Changes in urban design and traffic policy, demography, climate and associated adaptation and mitigation measures, and environmental policies, are likely to modify both outdoor and indoor air quality and therefore public health. The proposed project aims to improve our understanding of future exposure situations and their impact on health, from an interdisciplinary approach. This will be achieved by using various state-of-the-art atmospheric models and measurements and epidemiological studies and reviews. To assess population full exposure we will develop an integrated view accounting both for indoor and outdoor air pollution as well as for population time-activity data. Coupled modelling systems will be developed to assess the interaction between climate and urbanization. We will estimate new dose-response functions between health outcomes and air pollution as well as temperature in order to better estimate the effects on the foetus and young children. Ultimately we will simulate scenarios of future urban climate and air quality, combine future exposure scenarios, population scenarios and exposure-response functions to describe the effects of different trends and relevant policies on relative risk and burden of illness attributed to urban pollutants, especially particles and ozone, and their interactions with extreme temperatures.

This project will in particular address the issue of the mitigation strategies that can be used to reduce urbanization and climate change effects on the local urban meteorology and air quality. The accurate determination of the impact of such scenarios is hindered, at the large-scale end by the change in global climate and at the small-scale end by the difficulty in modelling details of surface and emissions. One of the main objectives of the project is to bridge processes across these scales using a suite of state-of-the-art atmospheric model from global to local (i.e. urban). With applications in several large European cities including Paris, Stockholm and Brussels we will study the impact of several alternative adaptation scenarios on urban air-quality and human health to a mid-century horizon (2030-2060) accounting for the effects of changing urban climate. To account for increased heating over urban areas (heat island effect) and atypical mixing processes induced by the three-dimensional structure of the city and artificial material (e.g. buildings, street canyons, urban vegetation, green roofs etc.) we will run dedicated flux models over the city (Town Energy Budget models). Future emission projections will be developed in collaboration with local agencies of each city based on available scenarios on local policies, urban planning, traffic management, vehicle fleet, economic growth etc. State-of-the-art chemistry transport models (MATCH and CHIMERE) will be used to assess concentrations at urban scale under the aforementioned adaptation scenarios. Novel subgrid scale approaches will be developed to describe air pollutant concentrations within the intra-urban area with special attention to street concentrations. We will also evaluate the impact of the implementation of Low Emission Zones (LEZ) in several European cities in Germany, France and Sweden on traffic-related air pollutants levels.
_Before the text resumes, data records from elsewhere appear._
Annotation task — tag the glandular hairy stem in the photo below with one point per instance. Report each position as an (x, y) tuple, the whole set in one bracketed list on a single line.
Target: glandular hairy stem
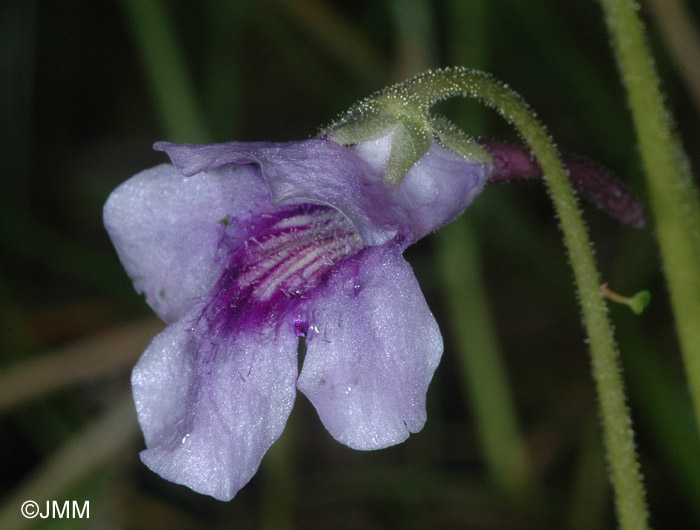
[(427, 89)]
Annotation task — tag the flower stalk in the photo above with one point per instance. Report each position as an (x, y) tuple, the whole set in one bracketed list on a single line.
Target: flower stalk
[(425, 91), (674, 199)]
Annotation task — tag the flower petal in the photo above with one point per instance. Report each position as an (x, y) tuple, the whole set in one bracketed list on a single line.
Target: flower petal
[(210, 407), (435, 191), (311, 171), (372, 348), (167, 228)]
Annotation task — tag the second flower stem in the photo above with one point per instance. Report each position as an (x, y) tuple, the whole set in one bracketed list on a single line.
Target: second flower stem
[(426, 90)]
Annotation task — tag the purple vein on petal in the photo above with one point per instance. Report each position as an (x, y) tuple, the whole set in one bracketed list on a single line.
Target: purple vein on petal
[(590, 179)]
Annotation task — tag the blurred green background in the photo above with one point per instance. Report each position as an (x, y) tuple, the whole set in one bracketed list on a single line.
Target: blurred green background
[(87, 87)]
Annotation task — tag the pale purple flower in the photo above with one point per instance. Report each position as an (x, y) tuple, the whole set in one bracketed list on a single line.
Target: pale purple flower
[(243, 248)]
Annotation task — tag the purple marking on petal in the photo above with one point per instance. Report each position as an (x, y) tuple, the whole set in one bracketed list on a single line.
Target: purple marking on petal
[(319, 171), (589, 178), (372, 348), (208, 418), (279, 257), (166, 229)]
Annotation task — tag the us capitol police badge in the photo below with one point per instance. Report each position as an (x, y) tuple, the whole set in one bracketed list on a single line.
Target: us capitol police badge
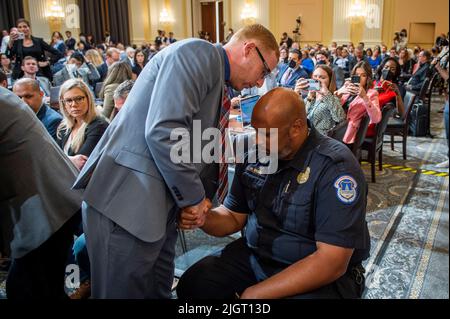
[(346, 189), (302, 178)]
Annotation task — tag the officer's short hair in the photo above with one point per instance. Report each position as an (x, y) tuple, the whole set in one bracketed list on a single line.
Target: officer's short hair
[(296, 51), (123, 90)]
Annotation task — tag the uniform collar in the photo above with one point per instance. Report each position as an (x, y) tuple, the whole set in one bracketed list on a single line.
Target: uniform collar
[(302, 154), (42, 110)]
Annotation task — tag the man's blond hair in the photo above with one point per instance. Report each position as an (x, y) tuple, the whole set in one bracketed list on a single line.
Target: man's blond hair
[(259, 33)]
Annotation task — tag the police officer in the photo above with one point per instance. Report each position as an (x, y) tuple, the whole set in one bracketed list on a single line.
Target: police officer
[(305, 228)]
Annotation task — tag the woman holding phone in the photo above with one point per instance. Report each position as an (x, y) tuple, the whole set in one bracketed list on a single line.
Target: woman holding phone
[(324, 110), (22, 44), (358, 99)]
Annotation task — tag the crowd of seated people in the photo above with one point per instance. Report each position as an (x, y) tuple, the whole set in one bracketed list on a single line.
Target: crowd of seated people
[(31, 68)]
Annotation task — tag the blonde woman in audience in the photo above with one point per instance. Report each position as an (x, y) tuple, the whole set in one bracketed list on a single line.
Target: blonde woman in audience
[(81, 127), (94, 57), (118, 73), (359, 99), (324, 110)]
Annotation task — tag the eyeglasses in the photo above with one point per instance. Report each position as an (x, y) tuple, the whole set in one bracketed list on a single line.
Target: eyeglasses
[(76, 100), (267, 70)]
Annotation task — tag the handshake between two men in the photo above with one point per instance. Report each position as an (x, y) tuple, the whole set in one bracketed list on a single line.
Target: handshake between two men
[(194, 217)]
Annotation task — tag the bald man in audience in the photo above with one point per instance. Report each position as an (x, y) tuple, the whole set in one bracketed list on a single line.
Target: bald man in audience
[(305, 228), (29, 91)]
Due to the overwhelming amount of time spent indoor (homes, workplaces, transport) by the population of the urban centres of the industrial countries personal exposures are driven by indoor air-quality. Not accounting for exposure indoors leads to exposure misclassification and is bound to modify epidemiological results. Therefore, to link air quality modelling activities with epidemiological models it is necessary to account for indoor/outdoor relationships. Several approaches will be followed in this project including indoor air-quality measurements, numerical models for air transfer from outdoors indoors, personal exposure measurements and integrating modelling systems combining air-quality data, indoor/outdoor relationships and human activity patterns. With these activities we study further how indoor/outdoor relationships depend on building characteristics (building envelope, ventilation and energetic systems), meteorological conditions, the proximity to outdoor air-pollution sources (e.g. busy roads) or the type of area (urban, suburban, rural).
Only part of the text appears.